Date: Fri, 29 Jan 2010 08:48:48 -0700
Reply-To: Jon K Peck <peck@us.ibm.com>
Sender: "SPSSX(r) Discussion" <SPSSX-L@LISTSERV.UGA.EDU>
From: Jon K Peck <peck@us.ibm.com>
Subject: Re: Using a Ram Disk
In-Reply-To: <901231.90078.qm@web53904.mail.re2.yahoo.com>
Content-Type: multipart/alternative;
The first thing to consider is that Windows itself caches a lot of things
in memory already. It tends to use unallocated memory for extra i/o
buffers and to keep loaded modules around in memory as long as the memory
isn't needed for something else. So I doubt that there are many
situations where a RAM disk would help. A RAM disk would partition off
some of the memory specifically for file contents, but the tradeoff is
that that memory would not be available for other purposes, so it might
induce more paging to disk in other areas.

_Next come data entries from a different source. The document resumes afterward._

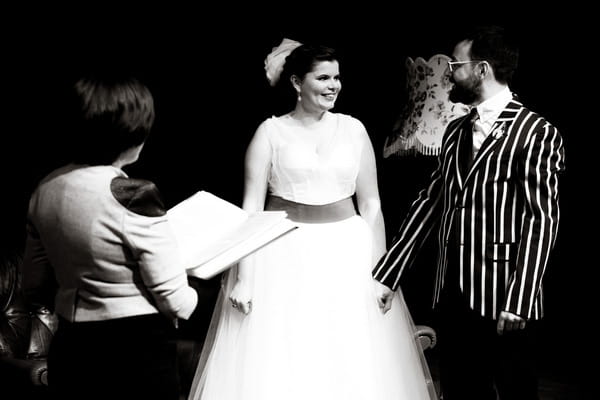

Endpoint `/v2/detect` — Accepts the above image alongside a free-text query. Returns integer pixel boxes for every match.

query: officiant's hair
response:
[279,43,338,86]
[71,75,155,165]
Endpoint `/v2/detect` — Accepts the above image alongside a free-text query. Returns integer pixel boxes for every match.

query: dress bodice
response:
[265,114,368,204]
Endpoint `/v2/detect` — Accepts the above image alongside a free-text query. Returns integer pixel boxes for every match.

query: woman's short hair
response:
[73,77,154,165]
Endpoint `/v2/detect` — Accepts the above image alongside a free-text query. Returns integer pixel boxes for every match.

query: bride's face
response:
[299,61,342,112]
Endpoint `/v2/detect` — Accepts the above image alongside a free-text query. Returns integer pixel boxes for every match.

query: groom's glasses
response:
[448,60,481,72]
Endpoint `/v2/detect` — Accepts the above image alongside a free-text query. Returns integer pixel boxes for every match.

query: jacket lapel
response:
[461,99,523,187]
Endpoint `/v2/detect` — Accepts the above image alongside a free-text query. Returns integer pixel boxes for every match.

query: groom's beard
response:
[448,76,481,105]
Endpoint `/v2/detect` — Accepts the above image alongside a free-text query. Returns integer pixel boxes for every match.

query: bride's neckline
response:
[281,111,336,131]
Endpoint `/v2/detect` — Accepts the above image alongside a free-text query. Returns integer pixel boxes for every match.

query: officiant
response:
[23,75,198,399]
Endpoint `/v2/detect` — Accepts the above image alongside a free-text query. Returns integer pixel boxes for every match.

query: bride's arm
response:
[229,122,272,314]
[356,125,394,313]
[356,126,386,265]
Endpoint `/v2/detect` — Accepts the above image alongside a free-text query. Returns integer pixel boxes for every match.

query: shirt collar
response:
[476,86,513,123]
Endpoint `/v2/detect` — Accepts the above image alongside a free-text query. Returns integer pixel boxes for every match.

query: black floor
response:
[426,349,600,400]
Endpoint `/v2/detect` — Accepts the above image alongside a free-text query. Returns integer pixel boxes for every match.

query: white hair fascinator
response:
[265,38,302,86]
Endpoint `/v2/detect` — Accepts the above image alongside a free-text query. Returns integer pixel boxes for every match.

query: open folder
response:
[167,191,297,279]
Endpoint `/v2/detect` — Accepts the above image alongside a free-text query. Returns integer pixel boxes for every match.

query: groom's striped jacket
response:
[373,99,564,319]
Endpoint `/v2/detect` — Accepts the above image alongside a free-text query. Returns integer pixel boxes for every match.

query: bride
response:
[189,39,436,400]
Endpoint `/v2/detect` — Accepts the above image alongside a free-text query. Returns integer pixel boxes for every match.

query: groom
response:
[373,27,564,400]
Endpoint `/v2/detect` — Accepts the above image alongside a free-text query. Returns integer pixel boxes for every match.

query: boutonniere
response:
[491,121,506,140]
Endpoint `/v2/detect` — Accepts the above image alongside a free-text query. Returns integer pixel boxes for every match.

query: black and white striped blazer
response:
[373,99,564,319]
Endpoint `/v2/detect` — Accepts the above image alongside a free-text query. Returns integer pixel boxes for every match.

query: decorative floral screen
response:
[383,54,468,158]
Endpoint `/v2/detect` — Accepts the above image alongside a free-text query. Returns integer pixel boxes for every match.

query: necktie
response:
[461,107,479,175]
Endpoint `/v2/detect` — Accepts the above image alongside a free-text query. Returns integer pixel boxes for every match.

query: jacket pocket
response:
[485,243,514,262]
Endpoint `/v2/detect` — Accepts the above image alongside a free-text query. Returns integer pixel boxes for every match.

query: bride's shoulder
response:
[333,113,366,135]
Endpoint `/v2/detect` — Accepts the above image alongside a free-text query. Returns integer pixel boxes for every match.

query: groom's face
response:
[448,40,482,105]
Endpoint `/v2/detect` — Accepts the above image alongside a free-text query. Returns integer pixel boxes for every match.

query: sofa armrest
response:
[0,357,48,386]
[415,325,437,350]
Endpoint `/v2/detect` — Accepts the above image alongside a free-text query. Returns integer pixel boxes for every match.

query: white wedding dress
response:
[189,114,435,400]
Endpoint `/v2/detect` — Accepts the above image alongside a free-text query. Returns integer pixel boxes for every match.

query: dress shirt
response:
[473,86,512,158]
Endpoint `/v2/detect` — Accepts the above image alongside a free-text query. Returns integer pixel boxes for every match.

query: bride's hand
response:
[229,279,252,314]
[373,279,394,314]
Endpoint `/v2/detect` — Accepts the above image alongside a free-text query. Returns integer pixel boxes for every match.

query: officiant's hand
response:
[229,279,252,314]
[373,279,394,314]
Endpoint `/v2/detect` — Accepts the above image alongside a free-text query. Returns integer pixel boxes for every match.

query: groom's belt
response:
[265,196,356,224]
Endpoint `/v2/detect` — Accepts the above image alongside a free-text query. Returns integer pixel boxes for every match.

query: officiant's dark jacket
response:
[23,164,197,322]
[373,99,564,319]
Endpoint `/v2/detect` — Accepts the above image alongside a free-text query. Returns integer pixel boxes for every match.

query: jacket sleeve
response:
[111,178,198,319]
[21,217,58,311]
[373,158,443,290]
[504,123,564,318]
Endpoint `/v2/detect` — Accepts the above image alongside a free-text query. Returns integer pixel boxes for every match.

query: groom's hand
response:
[373,279,394,314]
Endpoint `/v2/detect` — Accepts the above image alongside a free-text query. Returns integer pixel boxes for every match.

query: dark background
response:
[2,7,598,396]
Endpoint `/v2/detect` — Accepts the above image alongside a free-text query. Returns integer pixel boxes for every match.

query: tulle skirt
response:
[189,216,435,400]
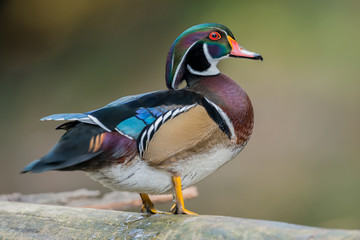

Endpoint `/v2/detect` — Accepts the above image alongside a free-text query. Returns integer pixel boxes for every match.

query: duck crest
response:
[22,23,262,215]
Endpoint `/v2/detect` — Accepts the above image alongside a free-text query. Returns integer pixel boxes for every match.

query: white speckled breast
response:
[88,145,243,194]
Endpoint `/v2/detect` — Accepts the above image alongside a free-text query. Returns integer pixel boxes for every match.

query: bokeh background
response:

I haven't used a RAM myself in quite a few years, but my guess is that it
is no help in most situations.
There are two things that might help. First, a 64-bit OS with 64-bit SPSS
would allow addressing more memory and, with more physical memory, could
speed up processing.
Second, a rewrite of the job using Python programmability could probably
eliminate most of the data passes and build the hierarchical relationships
much more efficiently. 40,000 cases is not a lot of data, so it's likely
that all the hierarchy traversals could be built in memory.

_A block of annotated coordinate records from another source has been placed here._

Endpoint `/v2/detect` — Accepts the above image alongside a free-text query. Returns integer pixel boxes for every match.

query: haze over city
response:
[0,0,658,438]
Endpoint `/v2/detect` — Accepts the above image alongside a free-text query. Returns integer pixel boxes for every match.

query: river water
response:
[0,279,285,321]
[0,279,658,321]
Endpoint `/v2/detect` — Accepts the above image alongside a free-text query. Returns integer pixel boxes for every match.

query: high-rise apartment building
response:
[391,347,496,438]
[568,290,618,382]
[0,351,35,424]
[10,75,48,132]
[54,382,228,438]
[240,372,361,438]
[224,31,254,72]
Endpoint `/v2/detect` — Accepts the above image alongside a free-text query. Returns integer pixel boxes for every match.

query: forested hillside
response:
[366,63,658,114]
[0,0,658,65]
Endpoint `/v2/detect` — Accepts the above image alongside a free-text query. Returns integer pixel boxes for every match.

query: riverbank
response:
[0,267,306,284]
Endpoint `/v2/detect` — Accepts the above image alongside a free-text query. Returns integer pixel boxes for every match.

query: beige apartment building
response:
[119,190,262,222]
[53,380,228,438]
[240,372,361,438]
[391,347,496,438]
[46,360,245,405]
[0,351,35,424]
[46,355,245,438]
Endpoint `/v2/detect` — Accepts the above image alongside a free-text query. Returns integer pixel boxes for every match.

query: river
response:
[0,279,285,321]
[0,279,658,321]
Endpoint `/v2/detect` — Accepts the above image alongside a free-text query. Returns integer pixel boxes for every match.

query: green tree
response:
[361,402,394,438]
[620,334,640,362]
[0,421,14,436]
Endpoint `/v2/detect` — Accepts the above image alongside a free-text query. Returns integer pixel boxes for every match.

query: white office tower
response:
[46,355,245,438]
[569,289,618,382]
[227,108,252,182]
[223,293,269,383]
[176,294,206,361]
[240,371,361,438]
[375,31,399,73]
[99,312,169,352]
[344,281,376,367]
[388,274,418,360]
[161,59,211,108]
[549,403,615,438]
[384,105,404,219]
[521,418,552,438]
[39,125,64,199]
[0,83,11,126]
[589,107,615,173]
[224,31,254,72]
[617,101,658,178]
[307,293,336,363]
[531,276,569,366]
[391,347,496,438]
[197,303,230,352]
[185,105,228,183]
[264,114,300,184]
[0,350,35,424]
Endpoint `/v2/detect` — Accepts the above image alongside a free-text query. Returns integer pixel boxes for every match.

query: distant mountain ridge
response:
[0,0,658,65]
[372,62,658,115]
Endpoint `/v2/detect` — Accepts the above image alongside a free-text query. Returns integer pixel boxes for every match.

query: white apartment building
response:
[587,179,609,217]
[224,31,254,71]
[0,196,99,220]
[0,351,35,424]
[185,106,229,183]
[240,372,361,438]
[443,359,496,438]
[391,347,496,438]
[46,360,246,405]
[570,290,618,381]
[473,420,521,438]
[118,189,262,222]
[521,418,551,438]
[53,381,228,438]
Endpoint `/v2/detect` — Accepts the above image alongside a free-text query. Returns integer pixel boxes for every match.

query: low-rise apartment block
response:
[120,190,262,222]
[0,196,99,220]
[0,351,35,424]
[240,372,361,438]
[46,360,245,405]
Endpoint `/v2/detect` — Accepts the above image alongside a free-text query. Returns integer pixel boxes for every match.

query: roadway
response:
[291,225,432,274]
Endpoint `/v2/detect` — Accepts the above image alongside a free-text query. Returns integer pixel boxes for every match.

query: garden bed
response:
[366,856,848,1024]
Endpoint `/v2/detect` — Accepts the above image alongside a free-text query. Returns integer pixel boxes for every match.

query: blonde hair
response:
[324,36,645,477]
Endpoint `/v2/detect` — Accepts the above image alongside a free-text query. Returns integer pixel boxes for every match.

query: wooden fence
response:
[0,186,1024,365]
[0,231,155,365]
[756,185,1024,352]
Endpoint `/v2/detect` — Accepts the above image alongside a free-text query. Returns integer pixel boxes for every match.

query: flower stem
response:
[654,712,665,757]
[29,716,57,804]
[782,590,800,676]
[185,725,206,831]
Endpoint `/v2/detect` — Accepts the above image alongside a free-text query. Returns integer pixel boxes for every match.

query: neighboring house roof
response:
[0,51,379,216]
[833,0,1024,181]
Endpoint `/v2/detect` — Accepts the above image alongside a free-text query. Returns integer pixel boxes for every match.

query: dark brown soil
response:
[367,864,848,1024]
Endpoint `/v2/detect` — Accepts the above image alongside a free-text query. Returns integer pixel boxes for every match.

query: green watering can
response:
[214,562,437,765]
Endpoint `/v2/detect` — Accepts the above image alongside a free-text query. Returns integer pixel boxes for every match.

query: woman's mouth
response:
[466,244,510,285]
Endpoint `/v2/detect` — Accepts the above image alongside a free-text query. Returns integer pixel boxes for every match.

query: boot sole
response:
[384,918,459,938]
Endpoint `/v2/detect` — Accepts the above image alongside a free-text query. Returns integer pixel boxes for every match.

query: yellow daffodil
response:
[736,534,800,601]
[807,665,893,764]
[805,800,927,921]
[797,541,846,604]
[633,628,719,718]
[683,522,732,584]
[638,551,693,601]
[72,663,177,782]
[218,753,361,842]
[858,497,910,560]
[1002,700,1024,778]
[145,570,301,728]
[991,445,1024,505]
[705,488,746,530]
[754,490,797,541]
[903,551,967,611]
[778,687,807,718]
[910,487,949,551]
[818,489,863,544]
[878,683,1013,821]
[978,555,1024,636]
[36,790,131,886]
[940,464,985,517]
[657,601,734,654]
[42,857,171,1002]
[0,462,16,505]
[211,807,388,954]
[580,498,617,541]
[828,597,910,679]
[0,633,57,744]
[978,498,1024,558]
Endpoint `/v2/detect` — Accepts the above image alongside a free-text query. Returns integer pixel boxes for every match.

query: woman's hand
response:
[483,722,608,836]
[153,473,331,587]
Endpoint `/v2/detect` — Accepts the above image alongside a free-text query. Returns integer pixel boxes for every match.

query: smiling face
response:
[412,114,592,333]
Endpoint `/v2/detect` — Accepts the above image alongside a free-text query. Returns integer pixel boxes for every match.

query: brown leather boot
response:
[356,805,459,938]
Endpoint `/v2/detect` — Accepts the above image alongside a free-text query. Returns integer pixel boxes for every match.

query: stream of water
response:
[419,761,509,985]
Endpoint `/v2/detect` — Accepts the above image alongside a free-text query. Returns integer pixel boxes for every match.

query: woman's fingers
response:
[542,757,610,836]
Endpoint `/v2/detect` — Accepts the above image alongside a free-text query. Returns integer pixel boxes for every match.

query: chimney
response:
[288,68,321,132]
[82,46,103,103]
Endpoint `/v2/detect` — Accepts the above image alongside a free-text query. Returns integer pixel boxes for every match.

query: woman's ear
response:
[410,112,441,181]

So the tradeoffs are throw more hardware at the problem or throw more
programming resources at it.
HTH,
Jon Peck
SPSS, an IBM Company
peck@us.ibm.com
312-651-3435
From:
David Futrell <dfutrell62@yahoo.com>
To:
SPSSX-L@LISTSERV.UGA.EDU
Date:
01/29/2010 07:44 AM
Subject:
[SPSSX-L] Using a Ram Disk
Sent by:
"SPSSX(r) Discussion" <SPSSX-L@LISTSERV.UGA.EDU>
Fellow Listers:
I have a syntax file that I run frequently that reads an employee database
(40,000 records), looks at the employee to supervisor relationship, and
ultimitately creates an hierarchy such that the resulting file contains
every supervisor above a certain level in the organization and everyone
who reports to him and anyone else below him in the organization.
The program works fine, but it's a brute-force method that requires
re-reading the same file hundreds of times and creating many hundreds of
interim files along the way. It takes about 25 minutes to run.
I thought that I could speed this up significantly by using a RAM disk, so
I purchased a software package to do this and modified the syntax so that
all of the files being read and written were on the RAM drive.
Unfortunately, although the RAM disk appears to work fine, it doesn't
really speed up the processing much and it looks like SPSS is still
accessing the hard drive frequently during the program execution.
I'd like some advice from someone who understands the inner workings of
SPSS and how I might this problem and get the program to do all this work
without accessing the hard drive.
Thanks,
David Futrell
Workforce Research Consultant
Eli Lilly and Company
[text/html]